On Friday evening, I was heading upstairs after tucking the kids in, and our cat Louis (YES, I am giving a CAT a pseudonym, and I realize that’s a little paranoid, but dudes, I write frankly about my mother-in-law here) (his real name is 01iver) was curled up on the carpet at the bottom of the stairs, which is highly unusual but he looked comfy so whatever. I paused to pet him, and he stood up to get harder pettings but he wasn’t standing on one of his back legs. I carried him up the stairs to get a closer look and saw he had a bunch of scrapes and bites. I sighed, because he is TOO OLD to keep getting in cat fights, but he does it like once a week.
I tried to clean the two little matted/bloody spots on his leg, but he didn’t like the look of the sink so I gave up. We settled him into the shoebox he likes in the computer room and he seemed fine—purring and squeezing his eyes and going to sleep.

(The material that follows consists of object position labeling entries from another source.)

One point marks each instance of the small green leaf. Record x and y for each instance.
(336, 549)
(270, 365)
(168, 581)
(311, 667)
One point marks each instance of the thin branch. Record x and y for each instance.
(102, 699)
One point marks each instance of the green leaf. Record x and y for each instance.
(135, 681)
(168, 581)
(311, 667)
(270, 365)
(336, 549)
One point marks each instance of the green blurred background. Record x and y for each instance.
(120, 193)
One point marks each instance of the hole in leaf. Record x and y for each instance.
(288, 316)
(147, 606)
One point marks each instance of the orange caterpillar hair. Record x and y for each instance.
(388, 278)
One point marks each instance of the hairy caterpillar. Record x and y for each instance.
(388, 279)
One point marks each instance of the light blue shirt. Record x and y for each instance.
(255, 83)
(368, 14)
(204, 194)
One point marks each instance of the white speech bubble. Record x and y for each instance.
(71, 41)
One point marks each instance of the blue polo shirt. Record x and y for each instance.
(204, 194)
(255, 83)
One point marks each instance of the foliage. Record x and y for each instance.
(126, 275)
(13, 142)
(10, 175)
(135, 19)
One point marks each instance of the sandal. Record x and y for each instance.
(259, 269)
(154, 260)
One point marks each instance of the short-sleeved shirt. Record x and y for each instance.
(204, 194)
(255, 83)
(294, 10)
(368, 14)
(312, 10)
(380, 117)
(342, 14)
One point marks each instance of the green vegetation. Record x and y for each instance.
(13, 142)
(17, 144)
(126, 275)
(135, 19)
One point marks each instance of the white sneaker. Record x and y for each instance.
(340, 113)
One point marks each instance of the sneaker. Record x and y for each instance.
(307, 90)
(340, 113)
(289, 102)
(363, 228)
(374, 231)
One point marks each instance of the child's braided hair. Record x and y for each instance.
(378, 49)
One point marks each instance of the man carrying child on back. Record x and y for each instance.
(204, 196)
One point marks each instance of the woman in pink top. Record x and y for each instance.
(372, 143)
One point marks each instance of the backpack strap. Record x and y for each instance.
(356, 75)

In the morning, he was still there—and he ALWAYS sleeps on our bed, with in fact annoying persistence, so that was weird, but you know cats: weird. Paul picked him up and he mrowwwwwwwwwed so Paul put him down again, and we could see he still wouldn’t put weight on his leg.
I felt like a dork calling the vet on a Saturday morning (their urgent-care hours) for what was probably going to be “Uh huh, yes, this cat’s diagnosis is ‘owies’ and ‘too old for this crap’,” but…well, since Georgie, I’ve been a little more skittish about the cats.
And here I would like to make a long story shorter by saying that Louis’s leg was shattered. Shattered. The vet thinks he was probably hit by a car. She gave him a huge dose of painkillers right away. And then she told me my options, and for a 15-year-old cat there was really only one good option, and yet there were officially other options and it feels bad to say, “No, I don’t want to spend the $3,000—let’s just have him die instead.” But that is what I did. And then I brought him home and buried him in the back yard next to where Georgie is buried.
I was less upset this time. Last time I was a bit of a basket case, I think because it was all totally new and it gave me a Brush With Mortality along the lines of “OMG WE ARE !!!ALL!!! GOING TO DIE AND ROT AND THIS CANNOT BE PREVENTED!!!” whereas this time it was more like, “I remember where I left the shovel, and this time I will change into junky shoes first, and shoot I forgot it was pretty rooty over here but I guess I’ll persevere so he can be next to Georgie.”
Also, this time it was not TWILIGHT and POURING RAIN, which eased the melodrama.
I do feel awful that he spent an entire night with a broken leg. I would almost go so far as to say I feel guilty about it, but I think guilt is an inappropriate emotion when wrongs have not been intentionally committed—and in fact, we tried to do RIGHT. I moved the leg and he didn’t protest, and I carried him around and he was purring, so my tests to establish whether this was an Emergency or not came back negative. Even the next day he seemed okay: I stuffed him into the cat carrier (oh, WINCE!) and he didn’t fight it more than usual, and I pulled him out of the cat carrier (oh, WINCE WINCE WINCE!!) and he didn’t protest. He seemed so okay, I felt like a dumbhead taking him to the vet.
But the vet tech just LOOKED at him and said, “Uh…oh. I want to warn you right now, that leg doesn’t look good.” So SHE knew right away, and I don’t like it when something is obvious to someone else and so I end up feeling like I look neglectful/oblivious at best. It reminds me of when I brought Georgie in for a routine annual check-up and the vet immediately said, “…Does he always breathe like this?” and I didn’t know what she was talking about, and it turned out he had congestive heart failure.
Well, whatever: I wish he hadn’t spent a whole night with a broken leg.